For soil that is rich in nutrients and drains well, it’s always a good idea to get rid of open garden space wherever you can in order to cut down on weed growth. You can do this by positioning your plants closer together to choke out weeds emerging from the soil by shading them from the sun.

Minding the gaps between your plants is most effective when planned from the get-go. Rather than having scatterings of plants here and there in your garden, a better plan is to design with mass plantings and even drifts of plants that are closely spaced.

  • Keep Your Edges Trimmed

Have you ever noticed that a lot of weeds tend to collect at your garden or yard edges? By keeping your edges mowed, you will be better able to prevent weed invasions. However, it’s almost impossible to do a great job when using a lawnmower on your lawn edges, around posts, along fence lines, and close to your planting beds.

For these areas, you can use a trimmer that will more easily get to the weeds. Most trimmers are particularly useful for this type of job, especially if heavy rugged weeds have grown in.

  • Minimize Soil Disruption

Many gardeners believe that turning your soil at night helps to control weeds. However, according to research, weeds are stimulated to grow by sudden flashes of light. And that’s exactly what you’re giving them by turning your garden soil over during the daytime.

For this reason, it’s believed that turning the soil in the dark reduces weed germination. But while turning the soil at night might work, if you are unable to fully remove all the roots, your cultivation may do more harm than good

Although all this sounds like a great idea for those who love working at dusk, dawn or under the full moon, there is another school of thought that might benefit you. Some experts advise that it’s best to preserve natural soil layers as they are in order to help avoid exposing dormant weed seeds to air and light, thereby awakening them.

  • Plant Cover Crops

There are a lot of cover crops that you can plant that spread rather easily, such as wheat, barley, clover, and so on. These plants are generally beneficial and can be used in some situations as cover crops for blocking weeds.

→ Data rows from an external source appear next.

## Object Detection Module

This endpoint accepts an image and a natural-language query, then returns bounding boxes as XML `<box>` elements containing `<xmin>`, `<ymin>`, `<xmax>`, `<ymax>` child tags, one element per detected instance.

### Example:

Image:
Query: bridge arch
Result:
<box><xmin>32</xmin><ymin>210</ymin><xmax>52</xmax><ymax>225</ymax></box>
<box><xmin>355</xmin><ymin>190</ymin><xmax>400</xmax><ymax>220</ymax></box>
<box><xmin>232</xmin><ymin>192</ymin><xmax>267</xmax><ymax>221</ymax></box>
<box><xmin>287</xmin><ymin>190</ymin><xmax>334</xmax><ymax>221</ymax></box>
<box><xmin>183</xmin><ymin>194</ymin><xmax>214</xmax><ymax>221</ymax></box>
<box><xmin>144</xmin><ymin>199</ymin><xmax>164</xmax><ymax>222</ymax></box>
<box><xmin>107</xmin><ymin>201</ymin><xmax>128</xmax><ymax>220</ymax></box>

An alternative to this method is to simply let the weeds grow…temporarily. By encouraging weeds to grow prior to planting your garden, you make it easier for you to get rid of them before planting your own crops.

All you have to do is to lay several sheets of clear plastic all over your garden during early spring in order to warm the soil for the weeds to germinate. When the weeds have grown a few inches above the ground, you can then pull them out – roots and stem, before moving your own plants into the garden.


As you’ve seen, there are many different strategies you can use to get rid of stubborn, unwanted plants from your garden without having to resort to dangerous chemicals. Choose from among hoes, hands, an electric weed eater, mulch, and any of the other effective strategies outlined in this article and you have a weed-free garden in no time!